I want to check if two references point to the same object. It seems I can simply use

if ($ref1 == $ref2) { 
 # cheap numeric compare of references
 print "refs 1 and 2 refer to the same thing\n";

as mentioned in perlref, but I vaguely remember seeing the use of some function for the same purpose. Is there any reason I shouldn't use the simple numerical equality test?

Note I only want to know whether the references point to the exact same object. I don't look for a way to compare the content of the object(s).


References, by default, numify to their addresses. Those reference addresses are unique for every reference, so it can often be used in equality checks.

However, in the snippet you showed, you'd first have to make sure that both $ref1 and $ref2 are actually references. Otherwise you might get incorrect results due to regular scalars containing reference addresses.

Also, nothing guarantees references to numify to their address. Objects, for example, can use overloading to influence the value they return in different contexts.

A more solid way than comparing references directly for numeric equality would be to use the refaddr function as provided by Scalar::Util, after making sure both sides actually are references.

The function you are looking for is refaddr from Scalar::Util (after ensuring that the values being compared really are references):

use Scalar::Util 'refaddr';

if ($obj1 and ref($obj1) and $obj2 and ref($obj2) and
    refaddr($obj1) == refaddr($obj2))
    # objects are the same...

I have to assume that your #commentabout how cheap (=fast) the equality test is was there for a reason.
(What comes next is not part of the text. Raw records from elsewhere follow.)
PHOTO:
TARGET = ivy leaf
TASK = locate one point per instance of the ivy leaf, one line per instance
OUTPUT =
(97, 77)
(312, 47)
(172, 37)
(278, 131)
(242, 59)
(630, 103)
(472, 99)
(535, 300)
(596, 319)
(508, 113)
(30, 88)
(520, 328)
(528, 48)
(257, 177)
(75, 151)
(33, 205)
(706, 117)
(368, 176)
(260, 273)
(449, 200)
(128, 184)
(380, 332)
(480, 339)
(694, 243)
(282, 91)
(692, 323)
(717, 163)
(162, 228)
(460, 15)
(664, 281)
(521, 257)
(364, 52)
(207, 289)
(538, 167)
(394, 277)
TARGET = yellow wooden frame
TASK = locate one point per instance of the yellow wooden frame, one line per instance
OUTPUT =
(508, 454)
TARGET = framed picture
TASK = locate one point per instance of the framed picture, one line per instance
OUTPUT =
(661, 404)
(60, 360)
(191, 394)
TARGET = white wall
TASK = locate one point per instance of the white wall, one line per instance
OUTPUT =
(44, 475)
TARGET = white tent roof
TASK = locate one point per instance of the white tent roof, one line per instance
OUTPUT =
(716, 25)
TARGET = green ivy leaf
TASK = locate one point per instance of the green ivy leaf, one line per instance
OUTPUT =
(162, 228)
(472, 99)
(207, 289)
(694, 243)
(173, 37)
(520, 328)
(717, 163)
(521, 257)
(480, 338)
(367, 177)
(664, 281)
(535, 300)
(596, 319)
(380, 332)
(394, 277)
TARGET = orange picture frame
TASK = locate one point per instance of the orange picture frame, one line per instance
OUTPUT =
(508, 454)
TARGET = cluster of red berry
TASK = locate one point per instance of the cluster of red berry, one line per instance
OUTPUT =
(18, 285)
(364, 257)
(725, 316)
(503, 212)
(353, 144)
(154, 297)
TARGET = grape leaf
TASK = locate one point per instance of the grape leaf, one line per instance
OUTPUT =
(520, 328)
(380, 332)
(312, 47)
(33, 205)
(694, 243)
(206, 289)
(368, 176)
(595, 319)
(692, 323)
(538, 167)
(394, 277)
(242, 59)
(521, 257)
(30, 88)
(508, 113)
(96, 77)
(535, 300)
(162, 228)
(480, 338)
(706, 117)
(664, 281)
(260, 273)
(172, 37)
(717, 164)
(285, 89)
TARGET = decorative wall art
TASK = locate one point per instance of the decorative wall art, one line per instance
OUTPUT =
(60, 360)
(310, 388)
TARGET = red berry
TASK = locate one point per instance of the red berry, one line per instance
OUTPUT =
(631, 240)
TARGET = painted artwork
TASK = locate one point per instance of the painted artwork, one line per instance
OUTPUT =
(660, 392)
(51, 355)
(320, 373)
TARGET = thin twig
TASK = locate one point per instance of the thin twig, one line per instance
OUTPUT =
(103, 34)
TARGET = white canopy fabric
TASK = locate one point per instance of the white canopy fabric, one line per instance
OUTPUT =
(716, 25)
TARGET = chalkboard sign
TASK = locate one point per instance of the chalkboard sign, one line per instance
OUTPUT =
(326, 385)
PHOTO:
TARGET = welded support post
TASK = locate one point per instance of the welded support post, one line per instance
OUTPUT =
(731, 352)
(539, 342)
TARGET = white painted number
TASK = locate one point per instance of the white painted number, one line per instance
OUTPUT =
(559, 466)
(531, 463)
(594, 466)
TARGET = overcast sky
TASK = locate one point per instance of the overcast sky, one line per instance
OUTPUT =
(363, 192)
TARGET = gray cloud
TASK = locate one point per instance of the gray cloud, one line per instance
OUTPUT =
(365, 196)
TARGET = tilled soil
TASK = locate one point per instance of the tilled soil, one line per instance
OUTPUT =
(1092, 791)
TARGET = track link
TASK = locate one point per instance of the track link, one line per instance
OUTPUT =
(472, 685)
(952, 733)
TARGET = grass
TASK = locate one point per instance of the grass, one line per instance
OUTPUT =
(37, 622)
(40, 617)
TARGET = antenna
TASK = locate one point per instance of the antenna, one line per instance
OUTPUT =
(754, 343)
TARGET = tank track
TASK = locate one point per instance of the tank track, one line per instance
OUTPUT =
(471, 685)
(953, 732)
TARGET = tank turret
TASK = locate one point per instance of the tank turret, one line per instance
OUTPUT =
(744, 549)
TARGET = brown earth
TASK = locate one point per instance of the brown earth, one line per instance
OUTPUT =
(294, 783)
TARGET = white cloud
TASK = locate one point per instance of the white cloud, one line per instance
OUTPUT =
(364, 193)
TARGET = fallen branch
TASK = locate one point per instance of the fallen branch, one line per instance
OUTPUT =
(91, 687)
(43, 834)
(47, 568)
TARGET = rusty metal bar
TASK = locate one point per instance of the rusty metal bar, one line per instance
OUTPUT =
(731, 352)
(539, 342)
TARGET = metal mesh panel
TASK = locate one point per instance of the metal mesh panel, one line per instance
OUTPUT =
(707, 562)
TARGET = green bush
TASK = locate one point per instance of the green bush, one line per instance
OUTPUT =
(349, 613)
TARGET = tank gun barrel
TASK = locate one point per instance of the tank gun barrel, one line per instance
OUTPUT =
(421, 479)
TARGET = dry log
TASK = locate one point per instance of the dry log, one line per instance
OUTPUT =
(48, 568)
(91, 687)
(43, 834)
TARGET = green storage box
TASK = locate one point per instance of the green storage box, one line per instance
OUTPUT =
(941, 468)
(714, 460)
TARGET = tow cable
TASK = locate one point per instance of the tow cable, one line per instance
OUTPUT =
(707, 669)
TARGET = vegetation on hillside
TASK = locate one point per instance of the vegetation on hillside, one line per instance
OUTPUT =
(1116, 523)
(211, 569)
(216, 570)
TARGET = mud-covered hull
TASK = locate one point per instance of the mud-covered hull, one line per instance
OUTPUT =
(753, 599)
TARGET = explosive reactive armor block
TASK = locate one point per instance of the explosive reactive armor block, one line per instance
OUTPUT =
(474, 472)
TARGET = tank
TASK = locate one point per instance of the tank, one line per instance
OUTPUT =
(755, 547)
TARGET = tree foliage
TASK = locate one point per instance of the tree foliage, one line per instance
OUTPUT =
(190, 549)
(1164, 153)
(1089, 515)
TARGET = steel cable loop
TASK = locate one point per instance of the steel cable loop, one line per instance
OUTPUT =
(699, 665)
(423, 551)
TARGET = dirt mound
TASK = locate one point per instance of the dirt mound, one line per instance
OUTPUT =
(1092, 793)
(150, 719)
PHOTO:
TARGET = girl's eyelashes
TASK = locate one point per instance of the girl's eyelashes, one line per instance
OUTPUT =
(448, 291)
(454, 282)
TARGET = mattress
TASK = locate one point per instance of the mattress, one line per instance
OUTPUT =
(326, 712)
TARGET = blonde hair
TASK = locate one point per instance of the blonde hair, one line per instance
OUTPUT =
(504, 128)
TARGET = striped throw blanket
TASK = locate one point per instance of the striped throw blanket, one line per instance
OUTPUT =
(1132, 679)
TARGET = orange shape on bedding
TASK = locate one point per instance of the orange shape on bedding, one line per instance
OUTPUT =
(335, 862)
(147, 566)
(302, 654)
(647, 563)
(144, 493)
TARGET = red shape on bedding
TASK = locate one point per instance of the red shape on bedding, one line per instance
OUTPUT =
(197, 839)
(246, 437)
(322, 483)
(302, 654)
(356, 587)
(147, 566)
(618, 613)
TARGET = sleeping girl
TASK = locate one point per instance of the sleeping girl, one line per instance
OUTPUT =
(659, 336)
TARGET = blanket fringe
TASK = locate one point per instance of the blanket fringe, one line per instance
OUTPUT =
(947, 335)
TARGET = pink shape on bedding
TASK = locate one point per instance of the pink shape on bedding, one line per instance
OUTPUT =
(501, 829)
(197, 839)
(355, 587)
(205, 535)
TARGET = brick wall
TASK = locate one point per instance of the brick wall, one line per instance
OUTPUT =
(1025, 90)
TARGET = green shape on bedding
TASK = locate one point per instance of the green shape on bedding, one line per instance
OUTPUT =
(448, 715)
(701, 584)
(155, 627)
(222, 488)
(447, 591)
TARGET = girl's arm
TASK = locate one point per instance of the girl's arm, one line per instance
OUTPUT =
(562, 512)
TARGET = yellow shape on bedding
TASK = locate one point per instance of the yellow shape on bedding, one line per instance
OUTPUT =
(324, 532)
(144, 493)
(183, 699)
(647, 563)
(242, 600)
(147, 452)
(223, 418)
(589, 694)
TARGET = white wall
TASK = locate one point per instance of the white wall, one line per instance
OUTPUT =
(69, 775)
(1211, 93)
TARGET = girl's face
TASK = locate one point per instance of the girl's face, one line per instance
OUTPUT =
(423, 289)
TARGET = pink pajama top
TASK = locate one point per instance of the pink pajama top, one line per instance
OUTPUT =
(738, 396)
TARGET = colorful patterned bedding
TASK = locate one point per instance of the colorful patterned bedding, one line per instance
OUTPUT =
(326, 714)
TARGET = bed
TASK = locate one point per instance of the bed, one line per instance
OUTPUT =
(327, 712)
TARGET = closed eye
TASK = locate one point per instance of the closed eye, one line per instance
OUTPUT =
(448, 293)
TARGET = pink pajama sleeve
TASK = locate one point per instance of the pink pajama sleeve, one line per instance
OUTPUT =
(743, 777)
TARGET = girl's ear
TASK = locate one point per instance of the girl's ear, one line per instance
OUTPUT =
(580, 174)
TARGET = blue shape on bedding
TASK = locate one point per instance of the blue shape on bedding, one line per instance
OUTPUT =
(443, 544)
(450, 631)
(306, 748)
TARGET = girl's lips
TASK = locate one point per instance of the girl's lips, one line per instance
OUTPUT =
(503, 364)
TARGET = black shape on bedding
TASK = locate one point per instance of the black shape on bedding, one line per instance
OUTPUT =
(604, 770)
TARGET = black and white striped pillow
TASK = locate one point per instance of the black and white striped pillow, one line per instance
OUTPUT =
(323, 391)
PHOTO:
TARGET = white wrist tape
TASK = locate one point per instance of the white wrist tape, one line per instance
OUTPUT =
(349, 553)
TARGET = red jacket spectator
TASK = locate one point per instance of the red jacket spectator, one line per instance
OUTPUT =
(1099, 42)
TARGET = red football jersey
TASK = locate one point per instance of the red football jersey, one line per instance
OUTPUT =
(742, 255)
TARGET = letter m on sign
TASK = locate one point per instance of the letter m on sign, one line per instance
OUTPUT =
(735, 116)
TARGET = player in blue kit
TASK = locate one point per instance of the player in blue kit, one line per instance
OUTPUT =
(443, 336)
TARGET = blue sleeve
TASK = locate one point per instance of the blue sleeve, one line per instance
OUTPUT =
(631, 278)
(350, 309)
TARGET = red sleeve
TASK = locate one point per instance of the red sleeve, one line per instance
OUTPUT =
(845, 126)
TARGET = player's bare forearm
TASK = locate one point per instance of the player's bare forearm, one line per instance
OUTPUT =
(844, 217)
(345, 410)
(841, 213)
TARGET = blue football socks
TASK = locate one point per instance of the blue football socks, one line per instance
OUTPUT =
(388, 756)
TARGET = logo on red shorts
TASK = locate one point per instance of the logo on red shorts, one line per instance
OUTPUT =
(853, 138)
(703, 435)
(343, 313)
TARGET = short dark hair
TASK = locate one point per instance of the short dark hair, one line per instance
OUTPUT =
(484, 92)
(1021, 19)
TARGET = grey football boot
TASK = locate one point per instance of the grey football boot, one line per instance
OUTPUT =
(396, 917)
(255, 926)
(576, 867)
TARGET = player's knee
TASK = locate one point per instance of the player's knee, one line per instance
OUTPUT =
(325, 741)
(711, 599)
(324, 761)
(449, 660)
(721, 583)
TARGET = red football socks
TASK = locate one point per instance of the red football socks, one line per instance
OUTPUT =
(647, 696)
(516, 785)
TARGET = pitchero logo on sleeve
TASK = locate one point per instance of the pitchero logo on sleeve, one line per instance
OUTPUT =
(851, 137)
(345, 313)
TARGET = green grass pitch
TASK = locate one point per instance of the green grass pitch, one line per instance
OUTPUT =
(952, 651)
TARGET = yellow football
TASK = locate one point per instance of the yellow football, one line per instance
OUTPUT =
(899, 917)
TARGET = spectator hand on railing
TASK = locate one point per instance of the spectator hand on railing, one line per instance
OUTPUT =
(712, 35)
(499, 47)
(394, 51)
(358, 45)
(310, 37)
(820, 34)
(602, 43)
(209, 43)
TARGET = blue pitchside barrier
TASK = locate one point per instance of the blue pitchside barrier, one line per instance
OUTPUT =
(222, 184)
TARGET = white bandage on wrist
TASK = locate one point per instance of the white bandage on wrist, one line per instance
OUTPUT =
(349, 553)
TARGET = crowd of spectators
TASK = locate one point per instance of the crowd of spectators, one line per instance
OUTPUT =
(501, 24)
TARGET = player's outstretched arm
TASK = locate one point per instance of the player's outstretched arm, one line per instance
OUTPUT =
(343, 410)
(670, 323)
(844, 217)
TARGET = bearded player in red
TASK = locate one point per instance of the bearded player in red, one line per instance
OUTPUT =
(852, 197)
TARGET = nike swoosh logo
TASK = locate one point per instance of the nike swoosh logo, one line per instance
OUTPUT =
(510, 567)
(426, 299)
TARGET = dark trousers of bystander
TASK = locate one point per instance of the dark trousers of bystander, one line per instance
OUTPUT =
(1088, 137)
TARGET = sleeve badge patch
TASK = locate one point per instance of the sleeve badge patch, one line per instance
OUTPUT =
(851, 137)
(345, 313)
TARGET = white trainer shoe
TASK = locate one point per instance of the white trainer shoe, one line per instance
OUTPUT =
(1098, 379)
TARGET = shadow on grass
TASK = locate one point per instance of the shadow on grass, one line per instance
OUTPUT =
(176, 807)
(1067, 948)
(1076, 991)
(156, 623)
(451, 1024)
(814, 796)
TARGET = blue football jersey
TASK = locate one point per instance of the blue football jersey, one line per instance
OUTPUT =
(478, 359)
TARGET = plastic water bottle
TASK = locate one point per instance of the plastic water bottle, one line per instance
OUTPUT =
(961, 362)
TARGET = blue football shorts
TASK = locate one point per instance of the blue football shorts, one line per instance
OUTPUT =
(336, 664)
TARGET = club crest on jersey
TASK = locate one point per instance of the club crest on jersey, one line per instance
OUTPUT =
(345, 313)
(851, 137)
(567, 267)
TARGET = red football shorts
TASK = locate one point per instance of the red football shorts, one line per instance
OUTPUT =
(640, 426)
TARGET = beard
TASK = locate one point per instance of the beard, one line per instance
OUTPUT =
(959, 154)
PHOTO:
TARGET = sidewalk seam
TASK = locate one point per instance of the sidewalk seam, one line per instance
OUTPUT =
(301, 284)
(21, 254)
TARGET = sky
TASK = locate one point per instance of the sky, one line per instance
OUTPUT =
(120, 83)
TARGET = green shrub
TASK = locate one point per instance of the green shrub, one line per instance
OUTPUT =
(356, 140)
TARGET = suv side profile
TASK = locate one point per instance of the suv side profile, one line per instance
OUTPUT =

Given that, you should probably keep using the cheap equality test. It is very fast, much faster than eq, let alone than any sort of deep compare.

It's possible that an object with a directly or indirectly overloaded == operator might usurp the test for its own purposes. But if it is doing that, you might even prefer its mediated answer.

Which approach you take may depend on what you know about the object's classes. Approaches that apply to general cases are not always optimal for specific ones. The more you know about something, the more you can optimize it — and the other way around, too.

So if you know that you aren't using a class with applicable overloading, there's no reason to go hauling in a non–built‐in library function, and fair reason not to. If you do not know about overloading, or you know about it and don't want it to apply, then perhaps take the slow approach.

As long as you understand the overloading concerns, it's a mistake to consider one approach is right and another is wrong. Each has its purpose. If it were always wrong to do what you're doing, then that operation would be either forbidden or at least warned about.

You will note that it is not so marked.